2. I'm grateful for our wedding photographer Chris Walker and the great job he did. Here's a sampling of our photos. http://chriswalkerimages.com/blog/2013/7/27/1/

3. I'm thankful for cooking: for the spacious kitchen, the beautiful pots and pans, and the full cupboards I have. I like baking late at night, and making quick scrambled eggs on a late morning, and steeping tea, and chopping up onions so precisely and small, and leaning down over a pot or fry pan to breathe the fire and life that is simmering there.

4. I love this book we've decided to work through (over the next few years, probably. It's 300 recipes, after all!). Thanks to whichever roommate or relative or friend happened to leave this behind and left it for us to inherit! The Italian Cooking Encyclopedia. http://www.amazon.com/Encyclopedia-definitive-professional-ingredients-techniques/dp/0681020377/ref=sr_1_3?s=books&ie=UTF8&qid=1385073811&sr=1-3&keywords=the+italian+cooking+encyclopedia

5. I'm thankful for fabric and needles and thread and irons and patterns and the Joann's store. Currently working on our stockings. And I'm not very good at it. And sometimes frustrated. But I will one day have cute stockings to post a picture of, I'm sure. Not to mention, to put presents into. :)

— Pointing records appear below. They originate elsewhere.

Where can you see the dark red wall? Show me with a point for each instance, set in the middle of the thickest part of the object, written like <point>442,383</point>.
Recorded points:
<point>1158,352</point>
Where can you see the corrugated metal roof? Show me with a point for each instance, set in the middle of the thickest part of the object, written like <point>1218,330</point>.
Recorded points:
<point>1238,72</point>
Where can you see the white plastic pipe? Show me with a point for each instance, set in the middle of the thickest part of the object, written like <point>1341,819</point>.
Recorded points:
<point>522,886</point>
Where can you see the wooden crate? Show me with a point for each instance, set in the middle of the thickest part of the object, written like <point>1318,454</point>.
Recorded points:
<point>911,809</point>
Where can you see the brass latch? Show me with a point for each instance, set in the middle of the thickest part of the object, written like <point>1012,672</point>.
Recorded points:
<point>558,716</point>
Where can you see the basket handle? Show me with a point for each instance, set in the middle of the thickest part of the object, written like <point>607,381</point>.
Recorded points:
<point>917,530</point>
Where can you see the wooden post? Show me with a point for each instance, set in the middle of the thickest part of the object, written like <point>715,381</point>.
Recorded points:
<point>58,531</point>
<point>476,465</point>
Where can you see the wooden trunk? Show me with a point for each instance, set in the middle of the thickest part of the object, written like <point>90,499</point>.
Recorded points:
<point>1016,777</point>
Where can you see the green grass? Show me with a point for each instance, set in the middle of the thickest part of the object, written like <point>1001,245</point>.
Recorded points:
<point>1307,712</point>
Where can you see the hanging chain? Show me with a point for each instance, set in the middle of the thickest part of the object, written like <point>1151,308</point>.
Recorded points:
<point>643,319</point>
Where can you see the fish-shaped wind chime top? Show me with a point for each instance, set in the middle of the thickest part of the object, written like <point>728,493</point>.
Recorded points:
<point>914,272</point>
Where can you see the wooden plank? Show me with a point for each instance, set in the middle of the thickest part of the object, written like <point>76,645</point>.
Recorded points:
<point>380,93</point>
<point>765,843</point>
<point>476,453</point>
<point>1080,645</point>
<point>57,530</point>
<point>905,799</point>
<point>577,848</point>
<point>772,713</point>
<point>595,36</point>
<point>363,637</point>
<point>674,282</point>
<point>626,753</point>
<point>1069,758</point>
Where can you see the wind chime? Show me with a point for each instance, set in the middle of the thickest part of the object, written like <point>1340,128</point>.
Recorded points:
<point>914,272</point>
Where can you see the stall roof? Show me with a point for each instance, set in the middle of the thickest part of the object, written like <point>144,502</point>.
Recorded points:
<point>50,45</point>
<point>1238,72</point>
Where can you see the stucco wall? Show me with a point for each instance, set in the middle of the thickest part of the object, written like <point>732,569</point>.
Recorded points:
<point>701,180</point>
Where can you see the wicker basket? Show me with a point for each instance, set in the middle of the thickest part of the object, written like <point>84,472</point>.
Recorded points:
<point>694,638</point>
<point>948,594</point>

6. I'm happy to have family - so much family, and more all the time, it seems. Thankful for my parents and grandparents and aunts and uncles, who have been part of my world since before I could understand who they all were. Thankful for the siblings who've been best buds and good competition and tagalongs and little shadows and adorable frustrating hilarious human beings. Thankful for a new set of parents and grandparents, and their love and welcoming, and for a new sister and brother and the different surprising perspectives they give me on life, and things, and my husband. And thankful for all the kids who call me Aunt Bobbi, and the new ones who will someday. They steal my heart over and over.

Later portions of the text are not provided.